Open communication with chemists using this intermediate led to fine-tuning both isolation protocols and documentation practices. We produced supplemental impurity profiles and shared recommendations for storage and handling, reducing time spent troubleshooting in client labs. The aim remains to close the loop between compound synthesis and ultimate application, rather than viewing these as separate silos.
Dynamic markets occasionally call for recipe adjustments. Shortages or changes in available raw materials, or a sudden client request for fewer residual metals, lead us to recalibrate our process. Since our team oversees all aspects—procurement, chemistry, purification, and delivery—turnaround on technical changes can be rapid without a tangled hierarchy.
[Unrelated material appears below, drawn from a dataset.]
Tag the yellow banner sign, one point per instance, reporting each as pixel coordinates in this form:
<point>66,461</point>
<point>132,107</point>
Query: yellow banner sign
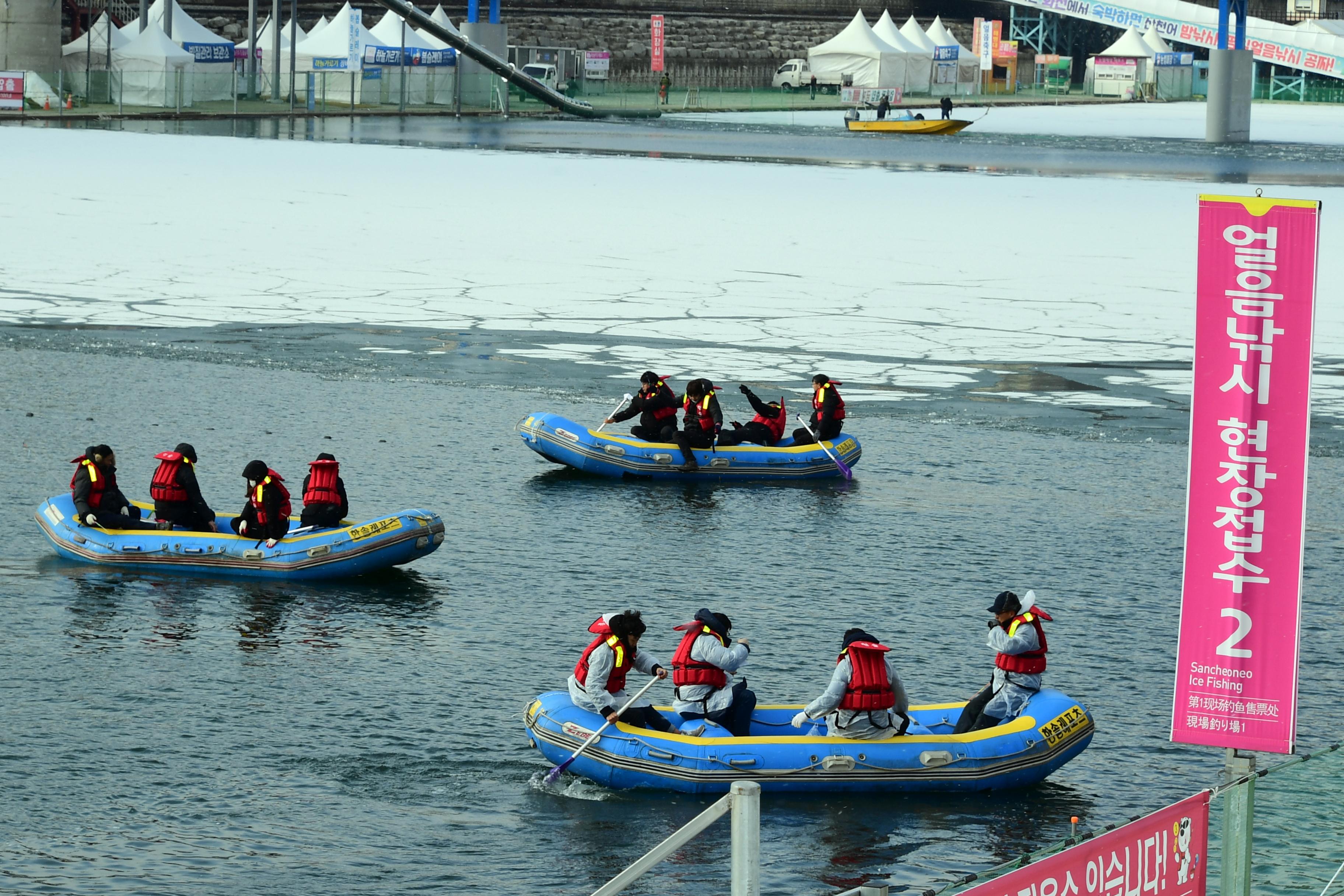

For some projects, research groups have walked our staff through their target molecule, hoping to speed up their path to patent filings. We respond by customizing process documentation or adjusting specifications and shipping formats. Being situated at the point of real production—not stuck between supplier and end user—means these requests don’t get lost or delayed. Regular debriefs with R&D and QA keep our teams aligned as expectations keep evolving.
Having direct control gives us perspectives not available to resellers or brokers. Sometimes a minor chemical modification calls for altering not just reagents, but upstream process steps, packaging, and analytical checks. Repeated testing, on-site troubleshooting, and real-time adaptation every production campaign created a unique repository of process improvements. Each iteration and each dialogue with client chemists expanded our expertise in both science and service.
Transparency—sharing not just figures but process know-how—helped build long-term relationships that enable collaborative troubleshooting. Instead of simply offering a standard molecular product, we deliver practical support for adapting protocols, matching yield needs, and long-term project planning. That kind of engagement builds confidence at every link in the supply chain, maximizing value far beyond the delivery of a chemical barrel or flask.
Years of working hands-on with 5-chloro-1H-pyrrolo[2,3-b]pyridine-2-carboxylic acid has shaped not just how we manufacture, but how we approach each partnership. Discipline in process control, willingness to adapt, drive for documentation, and readiness to tackle new environmental and market challenges all stem from a culture of accountability and direct expertise. By combining rigorous science, practical manufacturing savvy, and open communication, we have helped push forward projects across pharma, biotech, and chemical R&D. Every batch and every story behind that batch broadens our capabilities and deepens our respect for those who take molecules from bench to breakthrough discovery.